How to write a good worker?
A good worker should adhere to unix philosophy of single-responsibility-principle. To elaborate further, your worker should do one thing and should do it right. Keeping worker code simple and modular will not only help you debug issues easily, but also help you inherent learning from one worker to another.
Here are few of these learnings that one can use while writing workers. In the end you’ll have a robust worker that work as intended.
Logging
-
Logs are your single source of truth. If they’re lost, you are left scratching scratching your head finding answers to simple bugs
-
What to log and what not to log, however could be tricky. To keep it simple we advise you never to log any client/customer data. If credentials or secrets are required, that should also not be part of your log output.
-
Here are few simple commandments to follow:
- Do no log client/customer data
- Secrets and credentials should not be part of logs
- No secrets should be provided as run arguments instead use wrapper run script, if required
- Make use of environment variables as much as possible. They are more reliable than human provided configs
- Use graylog to send logs to, to avoid SSH
Retry->Reque->Die
- If worker run on some queue than for every message it failed to process, it must push it back to queue to retry again.
- It should not retry forever.

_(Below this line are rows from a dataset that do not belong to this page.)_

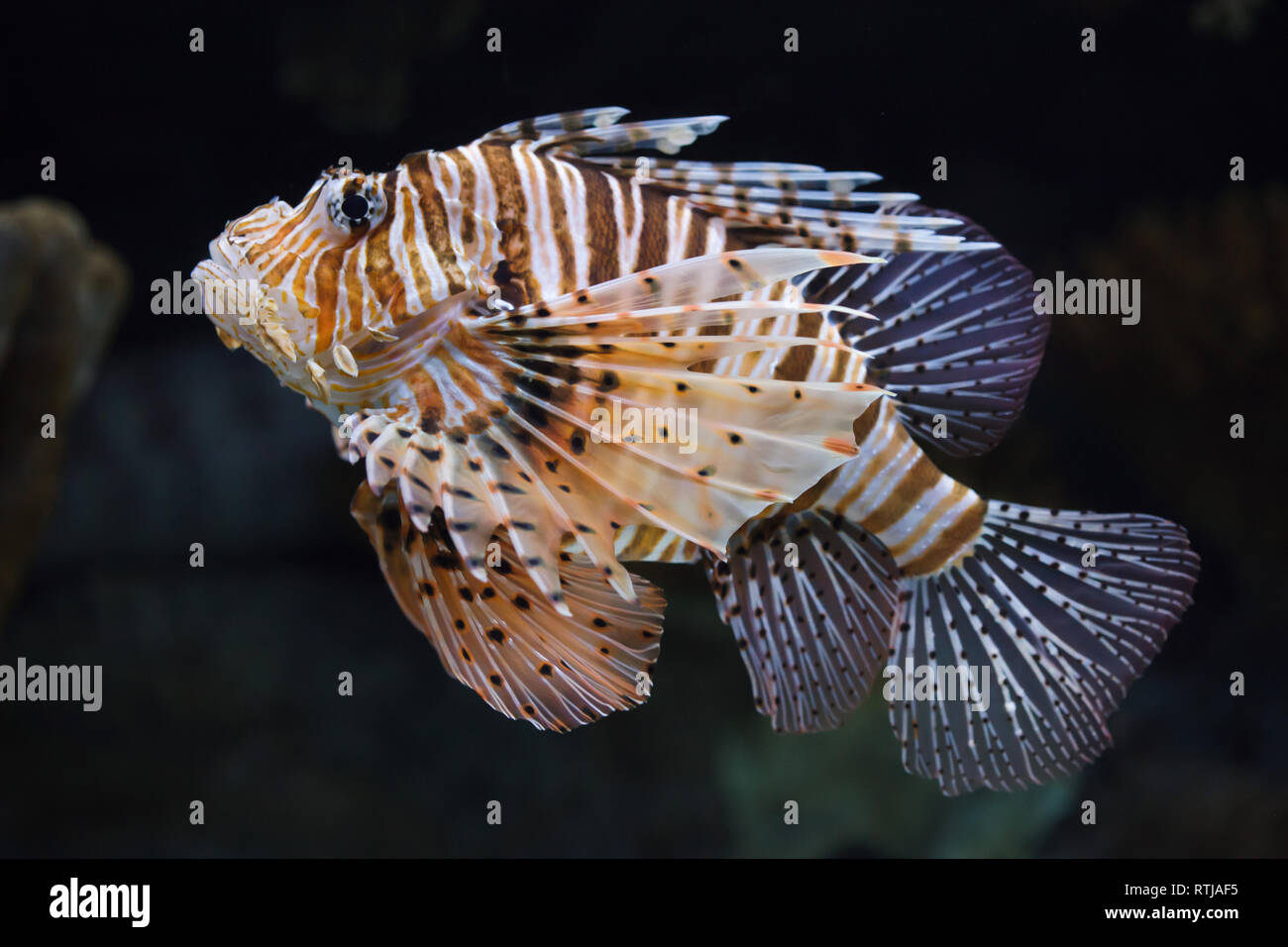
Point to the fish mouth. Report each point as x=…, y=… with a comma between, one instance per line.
x=245, y=311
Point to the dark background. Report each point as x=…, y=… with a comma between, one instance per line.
x=220, y=684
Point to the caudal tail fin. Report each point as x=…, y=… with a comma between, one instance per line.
x=1001, y=669
x=1064, y=611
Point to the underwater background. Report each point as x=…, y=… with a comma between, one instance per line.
x=220, y=682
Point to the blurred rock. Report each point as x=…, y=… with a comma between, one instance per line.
x=60, y=296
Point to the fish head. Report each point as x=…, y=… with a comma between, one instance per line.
x=292, y=283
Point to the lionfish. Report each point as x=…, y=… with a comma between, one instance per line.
x=462, y=318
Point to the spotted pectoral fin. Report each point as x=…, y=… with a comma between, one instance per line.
x=812, y=600
x=498, y=635
x=575, y=416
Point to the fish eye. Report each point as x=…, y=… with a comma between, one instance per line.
x=353, y=202
x=356, y=208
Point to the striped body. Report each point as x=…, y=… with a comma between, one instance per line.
x=464, y=317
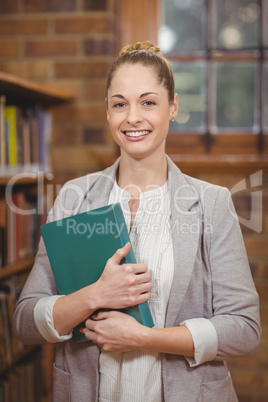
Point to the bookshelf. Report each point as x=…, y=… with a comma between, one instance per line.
x=19, y=232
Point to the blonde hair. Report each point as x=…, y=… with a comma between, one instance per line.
x=147, y=54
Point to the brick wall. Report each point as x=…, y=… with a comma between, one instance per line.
x=67, y=44
x=70, y=44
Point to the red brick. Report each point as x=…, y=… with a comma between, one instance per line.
x=66, y=136
x=67, y=86
x=9, y=6
x=98, y=47
x=83, y=25
x=75, y=157
x=80, y=113
x=40, y=69
x=95, y=5
x=49, y=5
x=51, y=48
x=95, y=90
x=23, y=27
x=9, y=48
x=87, y=69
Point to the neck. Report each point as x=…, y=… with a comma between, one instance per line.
x=142, y=175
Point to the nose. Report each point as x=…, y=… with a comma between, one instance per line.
x=134, y=115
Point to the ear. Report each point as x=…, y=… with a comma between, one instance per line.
x=107, y=113
x=174, y=107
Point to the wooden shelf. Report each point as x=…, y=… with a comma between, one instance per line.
x=21, y=266
x=20, y=91
x=220, y=163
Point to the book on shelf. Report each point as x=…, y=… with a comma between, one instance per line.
x=78, y=248
x=25, y=135
x=10, y=346
x=19, y=228
x=2, y=131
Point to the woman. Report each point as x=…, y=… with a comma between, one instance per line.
x=192, y=266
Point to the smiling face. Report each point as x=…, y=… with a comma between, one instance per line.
x=138, y=111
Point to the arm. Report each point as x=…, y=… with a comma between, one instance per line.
x=118, y=332
x=119, y=286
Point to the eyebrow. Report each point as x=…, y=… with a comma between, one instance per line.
x=141, y=96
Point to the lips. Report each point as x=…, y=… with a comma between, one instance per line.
x=135, y=134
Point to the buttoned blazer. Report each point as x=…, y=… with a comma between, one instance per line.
x=211, y=280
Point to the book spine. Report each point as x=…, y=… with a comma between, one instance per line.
x=2, y=132
x=11, y=116
x=144, y=315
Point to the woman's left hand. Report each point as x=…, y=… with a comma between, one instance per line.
x=114, y=331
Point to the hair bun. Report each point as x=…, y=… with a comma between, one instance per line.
x=147, y=45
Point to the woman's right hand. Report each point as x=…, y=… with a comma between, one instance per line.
x=123, y=285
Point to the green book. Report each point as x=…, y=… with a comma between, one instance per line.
x=78, y=248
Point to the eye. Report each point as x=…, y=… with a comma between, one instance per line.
x=149, y=103
x=118, y=105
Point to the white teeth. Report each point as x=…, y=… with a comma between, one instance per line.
x=136, y=133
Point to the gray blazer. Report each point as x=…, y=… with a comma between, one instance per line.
x=212, y=279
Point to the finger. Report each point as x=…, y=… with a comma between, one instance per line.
x=120, y=254
x=102, y=315
x=90, y=335
x=143, y=278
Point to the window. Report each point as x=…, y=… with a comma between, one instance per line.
x=218, y=52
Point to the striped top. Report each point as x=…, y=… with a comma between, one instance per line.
x=135, y=376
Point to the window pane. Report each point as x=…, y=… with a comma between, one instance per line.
x=237, y=91
x=184, y=26
x=190, y=84
x=265, y=106
x=265, y=21
x=237, y=23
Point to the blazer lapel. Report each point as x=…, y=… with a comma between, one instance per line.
x=185, y=227
x=98, y=195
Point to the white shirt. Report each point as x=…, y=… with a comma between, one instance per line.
x=126, y=376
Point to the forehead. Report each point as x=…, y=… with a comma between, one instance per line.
x=135, y=76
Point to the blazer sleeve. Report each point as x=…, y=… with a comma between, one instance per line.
x=235, y=300
x=40, y=282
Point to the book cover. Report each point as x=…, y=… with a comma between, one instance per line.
x=78, y=248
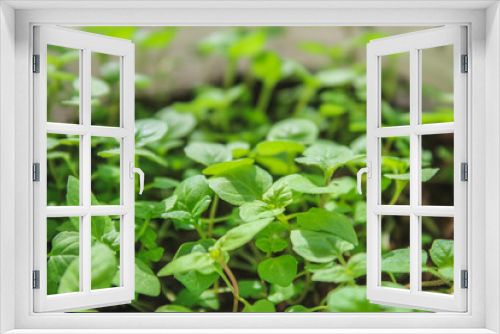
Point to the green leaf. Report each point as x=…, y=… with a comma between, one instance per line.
x=320, y=220
x=257, y=210
x=274, y=245
x=267, y=68
x=148, y=131
x=398, y=261
x=193, y=195
x=301, y=131
x=239, y=149
x=187, y=263
x=195, y=281
x=103, y=266
x=146, y=282
x=279, y=270
x=180, y=124
x=172, y=309
x=208, y=154
x=248, y=46
x=66, y=243
x=262, y=305
x=336, y=273
x=360, y=212
x=224, y=167
x=350, y=299
x=240, y=235
x=278, y=294
x=98, y=87
x=270, y=148
x=251, y=289
x=164, y=183
x=304, y=185
x=318, y=247
x=335, y=77
x=278, y=195
x=427, y=174
x=241, y=185
x=327, y=156
x=442, y=253
x=297, y=308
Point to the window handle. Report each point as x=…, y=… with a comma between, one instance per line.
x=368, y=171
x=139, y=171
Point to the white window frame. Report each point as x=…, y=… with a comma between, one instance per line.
x=484, y=104
x=85, y=43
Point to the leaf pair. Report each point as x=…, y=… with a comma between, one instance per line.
x=322, y=235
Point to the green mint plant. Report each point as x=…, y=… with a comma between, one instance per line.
x=250, y=202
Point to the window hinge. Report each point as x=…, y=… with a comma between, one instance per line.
x=465, y=64
x=465, y=279
x=464, y=171
x=36, y=279
x=36, y=172
x=36, y=63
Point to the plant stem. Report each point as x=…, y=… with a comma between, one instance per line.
x=200, y=231
x=305, y=97
x=265, y=97
x=143, y=229
x=216, y=220
x=230, y=74
x=213, y=211
x=234, y=283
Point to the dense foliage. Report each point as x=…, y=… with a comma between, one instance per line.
x=250, y=201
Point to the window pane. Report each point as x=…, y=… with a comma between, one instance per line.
x=437, y=170
x=395, y=170
x=395, y=251
x=105, y=252
x=63, y=75
x=63, y=165
x=105, y=170
x=437, y=84
x=395, y=89
x=105, y=89
x=63, y=250
x=437, y=242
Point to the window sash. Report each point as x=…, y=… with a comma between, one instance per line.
x=86, y=43
x=412, y=43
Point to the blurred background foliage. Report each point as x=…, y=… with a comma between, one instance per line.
x=235, y=90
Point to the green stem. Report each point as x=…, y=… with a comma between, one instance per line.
x=143, y=229
x=230, y=74
x=213, y=211
x=305, y=97
x=234, y=283
x=265, y=97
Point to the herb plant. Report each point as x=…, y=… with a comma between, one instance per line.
x=250, y=203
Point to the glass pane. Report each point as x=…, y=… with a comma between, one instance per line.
x=437, y=84
x=63, y=250
x=437, y=169
x=395, y=89
x=105, y=171
x=63, y=75
x=63, y=165
x=437, y=242
x=105, y=89
x=105, y=252
x=395, y=170
x=395, y=251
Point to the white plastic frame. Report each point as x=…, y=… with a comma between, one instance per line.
x=414, y=43
x=86, y=43
x=484, y=48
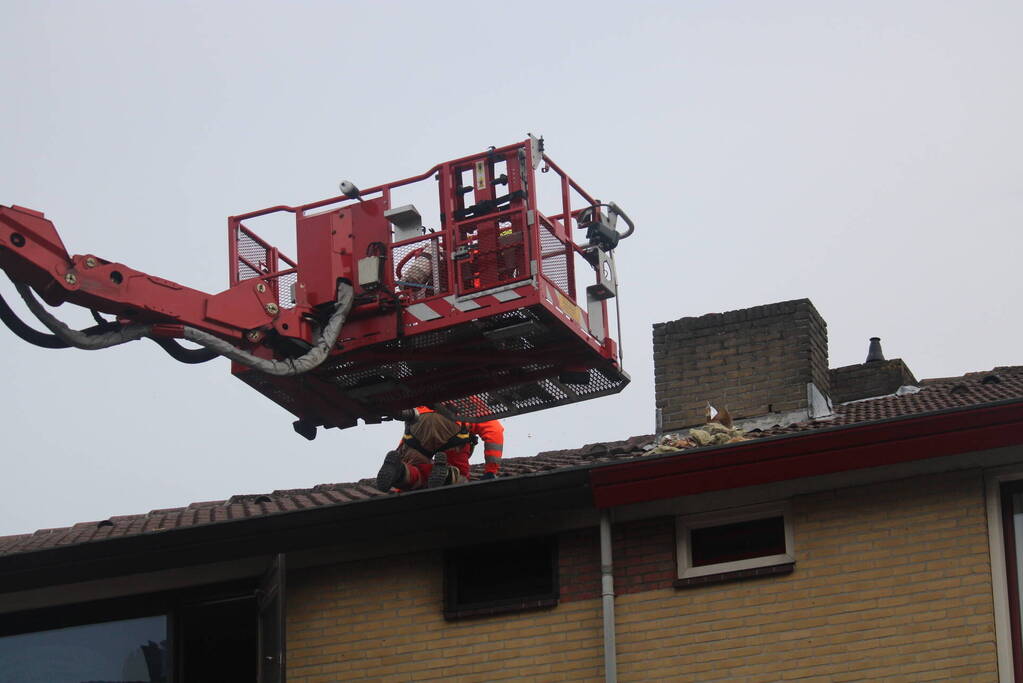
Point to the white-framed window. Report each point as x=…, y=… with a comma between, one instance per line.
x=735, y=542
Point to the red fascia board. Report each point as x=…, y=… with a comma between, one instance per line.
x=825, y=452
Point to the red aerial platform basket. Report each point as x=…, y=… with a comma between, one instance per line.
x=477, y=308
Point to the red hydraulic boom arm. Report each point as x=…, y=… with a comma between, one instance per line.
x=481, y=311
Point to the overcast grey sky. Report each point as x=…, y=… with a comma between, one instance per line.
x=863, y=154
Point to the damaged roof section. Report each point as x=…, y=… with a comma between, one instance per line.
x=974, y=389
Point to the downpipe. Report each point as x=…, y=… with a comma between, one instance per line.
x=608, y=599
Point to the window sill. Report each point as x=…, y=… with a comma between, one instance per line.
x=739, y=575
x=502, y=608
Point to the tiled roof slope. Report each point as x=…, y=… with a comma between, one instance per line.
x=972, y=389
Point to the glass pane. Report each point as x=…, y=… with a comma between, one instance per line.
x=1018, y=535
x=128, y=651
x=744, y=540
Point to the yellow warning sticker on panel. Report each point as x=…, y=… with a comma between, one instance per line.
x=569, y=307
x=481, y=176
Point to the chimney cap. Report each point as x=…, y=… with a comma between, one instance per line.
x=874, y=353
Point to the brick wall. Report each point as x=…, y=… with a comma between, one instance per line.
x=869, y=379
x=382, y=620
x=753, y=362
x=892, y=582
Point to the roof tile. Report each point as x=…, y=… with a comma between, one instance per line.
x=970, y=390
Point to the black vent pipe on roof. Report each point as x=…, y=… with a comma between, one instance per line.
x=874, y=353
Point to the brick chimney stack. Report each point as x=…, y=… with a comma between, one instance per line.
x=764, y=361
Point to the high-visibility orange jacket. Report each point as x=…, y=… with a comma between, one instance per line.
x=490, y=433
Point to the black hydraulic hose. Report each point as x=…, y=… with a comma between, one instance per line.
x=34, y=336
x=179, y=353
x=29, y=334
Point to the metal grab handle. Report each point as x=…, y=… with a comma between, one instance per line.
x=615, y=209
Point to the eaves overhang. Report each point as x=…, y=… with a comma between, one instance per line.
x=468, y=511
x=461, y=508
x=823, y=451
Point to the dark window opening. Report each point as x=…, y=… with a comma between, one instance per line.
x=743, y=540
x=217, y=641
x=132, y=650
x=500, y=577
x=1012, y=529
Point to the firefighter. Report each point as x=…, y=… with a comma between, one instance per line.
x=435, y=451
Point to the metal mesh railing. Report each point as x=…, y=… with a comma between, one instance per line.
x=554, y=260
x=251, y=252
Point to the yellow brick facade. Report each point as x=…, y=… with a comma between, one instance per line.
x=892, y=582
x=382, y=620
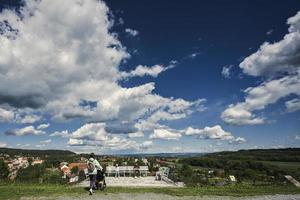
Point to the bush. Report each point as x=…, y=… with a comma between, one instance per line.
x=32, y=173
x=3, y=170
x=81, y=175
x=54, y=177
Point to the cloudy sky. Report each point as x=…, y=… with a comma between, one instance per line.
x=167, y=76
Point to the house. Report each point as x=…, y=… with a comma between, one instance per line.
x=232, y=178
x=81, y=166
x=36, y=162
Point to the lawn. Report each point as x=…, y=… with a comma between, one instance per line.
x=284, y=165
x=17, y=190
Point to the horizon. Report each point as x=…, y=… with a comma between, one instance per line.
x=114, y=77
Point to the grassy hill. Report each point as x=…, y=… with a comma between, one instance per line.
x=285, y=155
x=35, y=153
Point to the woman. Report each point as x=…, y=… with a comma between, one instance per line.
x=93, y=166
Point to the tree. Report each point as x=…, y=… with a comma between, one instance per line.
x=31, y=174
x=54, y=177
x=81, y=175
x=75, y=170
x=3, y=170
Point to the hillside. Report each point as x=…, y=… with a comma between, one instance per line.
x=35, y=153
x=286, y=155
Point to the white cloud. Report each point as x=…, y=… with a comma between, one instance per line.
x=214, y=132
x=131, y=32
x=226, y=71
x=59, y=71
x=293, y=105
x=165, y=134
x=282, y=56
x=94, y=134
x=43, y=126
x=194, y=55
x=135, y=134
x=6, y=115
x=147, y=144
x=40, y=145
x=28, y=118
x=28, y=130
x=141, y=70
x=63, y=134
x=280, y=63
x=46, y=141
x=3, y=144
x=257, y=98
x=238, y=140
x=269, y=32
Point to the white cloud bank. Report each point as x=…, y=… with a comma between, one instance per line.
x=131, y=32
x=74, y=58
x=3, y=144
x=280, y=64
x=28, y=130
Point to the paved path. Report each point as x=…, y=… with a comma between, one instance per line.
x=151, y=196
x=148, y=181
x=292, y=180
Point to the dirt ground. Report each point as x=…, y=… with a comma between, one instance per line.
x=151, y=196
x=148, y=181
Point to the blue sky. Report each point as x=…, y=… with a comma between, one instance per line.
x=170, y=76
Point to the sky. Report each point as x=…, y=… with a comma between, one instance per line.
x=142, y=76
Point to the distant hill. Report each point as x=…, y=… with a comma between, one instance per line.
x=286, y=155
x=166, y=155
x=35, y=152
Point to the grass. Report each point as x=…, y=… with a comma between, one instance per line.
x=284, y=165
x=17, y=190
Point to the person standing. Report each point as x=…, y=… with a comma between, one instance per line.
x=117, y=171
x=93, y=168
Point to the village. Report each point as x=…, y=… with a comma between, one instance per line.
x=131, y=171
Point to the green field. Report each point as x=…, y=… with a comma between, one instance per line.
x=15, y=191
x=284, y=165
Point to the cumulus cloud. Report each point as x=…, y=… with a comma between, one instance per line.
x=226, y=71
x=257, y=98
x=282, y=56
x=141, y=70
x=293, y=105
x=238, y=140
x=63, y=134
x=28, y=130
x=131, y=32
x=269, y=32
x=135, y=134
x=194, y=55
x=46, y=141
x=43, y=126
x=3, y=144
x=27, y=118
x=74, y=59
x=6, y=115
x=165, y=134
x=280, y=64
x=95, y=135
x=214, y=132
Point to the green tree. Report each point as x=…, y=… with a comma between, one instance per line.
x=81, y=175
x=54, y=177
x=75, y=170
x=31, y=174
x=3, y=170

After , let say 3 times retry it should raise alert
- Use aws SQS deadletter queue and visibility timeout feature for this
Alert
- If your worker found any critical issue, it should raise alert or inform other rather than depending on other to raise alert for you
Third Party Service
-
If worker is relying on any third party service, it should use circuit-breaker pattern
- Put timeout on these service response time
- If service didn’t respond back , retry again and fail fast
- Report or alert if 3rd party service is not reliable enough.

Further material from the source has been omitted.